Glad the basting went well. BTW 9 million sperm is loads. I got pregnant last year with triplets with just four million sperm. Only found that out this year. I was so green last year when they told me there was 4 million I thought that was fantastic!

Anway welcome to the 2ww. I hope it flies by.    

Night Night
Hels


----------



## Luv one (Nov 7, 2010)

Hi ya why not go for it hun good luck


----------



## hellsbells26 (Aug 10, 2010)

Just to update - confirmed by clinic this morning - BFP - Yippee!


----------



## anders (Jan 27, 2010)

Congrats Hels

Thats fantastic news, i just had my 1st IUI on wed now on my 2ww arrrrrrrrh its gonna be so tempting to test early but im gonna resist and wait untill my test date 21/4/11.
anders
xx


----------



## hellsbells26 (Aug 10, 2010)

Fingers crossed Anders.

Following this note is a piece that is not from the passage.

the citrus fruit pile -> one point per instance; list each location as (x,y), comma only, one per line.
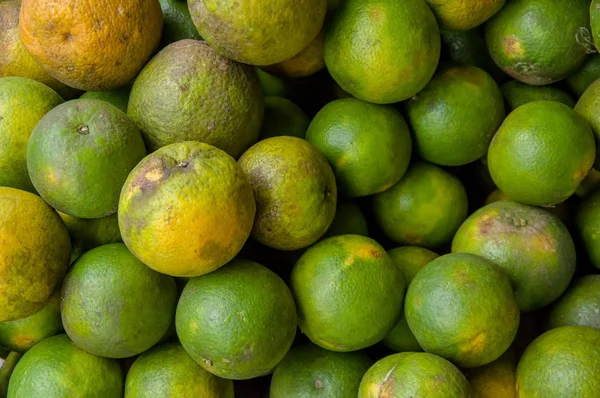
(300,198)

Good luck with the 2ww  

Hels


----------



## Luv one (Nov 7, 2010)

Oh wow big congrats I am so happy for u and hubby!!! Great news lady x


----------



## Luv one (Nov 7, 2010)

Hi littlerachywantsababy so sorry to hear your result but maybe the next time will be the right time  . As for me had the IUI on 5/4/11 and since then no symptoms until about day 5 a little cramp but thats it. I actually wanted to see if the injection would show a positive so decided to check it out. Tested next day after IUI and a very faint line which made me wonder whether I was given enough as I did not feel ovulation or anything after the IUI. I then tested two days later and what a suprise negative. I would at least expect the hcg to last couple of days but guess that wasnt the case. Read online that 250mg could leave your system 3-5 days or depends on ones metabolism. I am not too hopeful after all that but hey lets see!


----------



## Luv one (Nov 7, 2010)

As suspected it didn't work. After the iui I had no symptoms at all not even a cramp to say ovulation took place and the fact that the test was faint made me believe it didn't happen. How could that be with such a big follie I was expecting to feel when it ovulated maybe I wasn't given enough ovidriel. The nurse who gave me thought I should have received it at home but I never had then she read my notes and said they don't normally keep them onsite but will check if she can fund one. She returned saying that one belonged to someone else... Didn't have a good feeling then!!! Had cramps day 5 then nothing. Longer cramps on day 10-11 and now today day 12 period what a shame :-( 
treatment not working maybe they should increase the clomid they didn't want to do it last month when I requested it now this is my last iui then have to waitl till sept for ivf. Hats of to you ladies doing this for a while it's draining and what a waste of 2ww as I deliberately try not to do too much. Oh well guess that's part of the process.


----------



## hellsbells26 (Aug 10, 2010)

Hi Luv one 

So sorry that IUI didn't ork this time    I know how disappointing it is.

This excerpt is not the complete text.